Samir A. Farghaly, MD, PhD

Joan and Sanford I. Weill Medical College/ The Graduate School of Medical Sciences , and The New York Presbyterian Hospital-Weill Cornell Medical Center, Cornell University, New York, NY-USA

Corresponding author

Samir A. Farghaly, MD, PhD, Joan and Sanford I. Weill Medical College/ The Graduate School of Medical Sciences , and The New York Presbyterian Hospital- Weill Cornell Medical Center, Cornell University, New York, NY- USA, Tel: 206.203.490; E-mail: safarghaly@gmail.com

Received Date: 06th November 2014

Accepted Date: 06th November 2014

Published Date: 10th November 2014


Farghaly SA (2014) Cancer Stem Cells (Csc's): Emerging Concept and Stratgey for Targeting Progression of Epithelial Ovarian Cancer. Enliven: Challenges Cancer Detect Ther 1(1): e001.


@ 2014 Dr. Samir A. Farghaly. This is an Open Access article published and distributed under the terms of the Creative Commons Attribution License that permits unrestricted use, distribution and reproduction in any medium, provided the original author and source are credited.

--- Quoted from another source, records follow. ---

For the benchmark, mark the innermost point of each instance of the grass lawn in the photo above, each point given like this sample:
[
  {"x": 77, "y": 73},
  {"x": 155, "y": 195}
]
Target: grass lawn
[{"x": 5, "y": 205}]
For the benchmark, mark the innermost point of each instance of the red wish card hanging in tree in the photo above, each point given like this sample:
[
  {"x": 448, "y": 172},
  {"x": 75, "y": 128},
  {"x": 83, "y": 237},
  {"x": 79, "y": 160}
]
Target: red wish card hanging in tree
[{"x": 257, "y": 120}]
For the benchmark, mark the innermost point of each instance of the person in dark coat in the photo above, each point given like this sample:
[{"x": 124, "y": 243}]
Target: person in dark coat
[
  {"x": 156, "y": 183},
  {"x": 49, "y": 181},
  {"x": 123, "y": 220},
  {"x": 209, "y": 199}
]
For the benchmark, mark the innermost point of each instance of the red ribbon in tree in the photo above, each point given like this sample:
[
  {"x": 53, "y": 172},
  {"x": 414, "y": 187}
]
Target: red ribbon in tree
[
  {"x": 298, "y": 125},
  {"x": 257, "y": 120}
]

The estimated new cases of ovarian cancer in the United States of America (USA) in 2014 is 21, 980, and the estimated deaths is 14,270 [1]. It ranks 5th overall for cancer death in women, counting for 5% of all cancer deaths in women (lung, breast, colorectal, pancreatic are 1-4 respectively). At time of diagnosis, 15% of the total cases are localized, 18% are regional, and 61% are distant. In 2011, there were an estimated 188,867 women living with ovary cancer in the United States. The Standard treatment of ovarian cancer consists of surgical resection of disease followed by taxane and platinum-based chemotherapy which yields a partial response rate of about 80% and a complete response rate of 40%-60% in patients with advanced disease [1]. However, the recurrence rate is approximately 70% and five-year survival is 45% in patients with advanced disease [3-5]. It appears that the majority of ovarian cancer cells are initially chemosensitive as evidenced by the initial response rates. However, the high recurrence rates suggest development of chemoresistance. It is thought that some cells are not killed by chemotherapy, or they repopulate after exposure to chemotherapeutic agents. These cells have been described as ovarian cancer stem cells (CSCs).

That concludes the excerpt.